Is “new” in Erlang part of the official standard and should we use it?

£可爱£侵袭症+ 提交于 2019-12-23 20:28:57

问题


I ask this question as I have noticed that alot of OpenSource Erlang projects use "new" to pass parameters to Erlang modules, yet I hear at the same time that "new" is not part of the official language and may not be supported if it contains bugs. Before I use it in my own project I would like to clarify this issue.

Update: I have since asked on the official Erlang mailing list for an answer:

http://www.erlang.org/cgi-bin/ezmlm-cgi?4:mss:49535:201002:aicfhmngkhodmclhlnak


回答1:


There is no official Erlang standard, that makes it difficult to be part of it.
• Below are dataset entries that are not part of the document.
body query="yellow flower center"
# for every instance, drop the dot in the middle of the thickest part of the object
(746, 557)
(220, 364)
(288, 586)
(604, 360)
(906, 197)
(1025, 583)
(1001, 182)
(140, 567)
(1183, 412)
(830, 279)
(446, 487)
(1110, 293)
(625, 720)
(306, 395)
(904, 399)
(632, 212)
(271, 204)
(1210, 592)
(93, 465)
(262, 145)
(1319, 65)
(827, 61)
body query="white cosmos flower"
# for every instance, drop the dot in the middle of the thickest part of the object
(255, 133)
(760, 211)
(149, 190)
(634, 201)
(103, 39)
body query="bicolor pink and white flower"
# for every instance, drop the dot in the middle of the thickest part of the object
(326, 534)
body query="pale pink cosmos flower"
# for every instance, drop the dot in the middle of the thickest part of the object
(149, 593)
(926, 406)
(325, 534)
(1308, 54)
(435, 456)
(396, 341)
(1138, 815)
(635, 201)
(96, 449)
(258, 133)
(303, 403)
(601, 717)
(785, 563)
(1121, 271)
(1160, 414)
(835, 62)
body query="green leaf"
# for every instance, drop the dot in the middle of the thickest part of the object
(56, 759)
The OTP/Erlang team seem to only consider features as official if they have documented them. Parameterized modules (that is the feature's name) is not documented. What the OTP/Erlang team decide to do is as close to an Erlang standard as we have.
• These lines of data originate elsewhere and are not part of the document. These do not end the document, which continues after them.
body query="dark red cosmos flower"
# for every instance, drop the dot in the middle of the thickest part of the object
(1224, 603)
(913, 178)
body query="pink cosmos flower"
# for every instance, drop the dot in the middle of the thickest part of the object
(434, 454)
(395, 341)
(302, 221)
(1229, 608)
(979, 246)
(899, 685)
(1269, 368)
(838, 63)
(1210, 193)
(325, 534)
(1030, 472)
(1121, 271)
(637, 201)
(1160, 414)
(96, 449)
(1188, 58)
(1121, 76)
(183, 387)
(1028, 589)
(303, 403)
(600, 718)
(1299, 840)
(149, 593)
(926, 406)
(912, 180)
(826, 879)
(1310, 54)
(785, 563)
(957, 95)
Personally I don't see the attraction to make Erlang appear like something it is not. It only makes the language have more rules to know and teach, and it only leads to disappointment from those that expect everything to be like their past OO background. It is not powerful to add complexity.

Implementation-wise (an abstraction that many exploit) the parameterized module is currently just a tuple of the module name and the parameterized module's "instance variables". So it is just an external function call that hide a few of the parameters.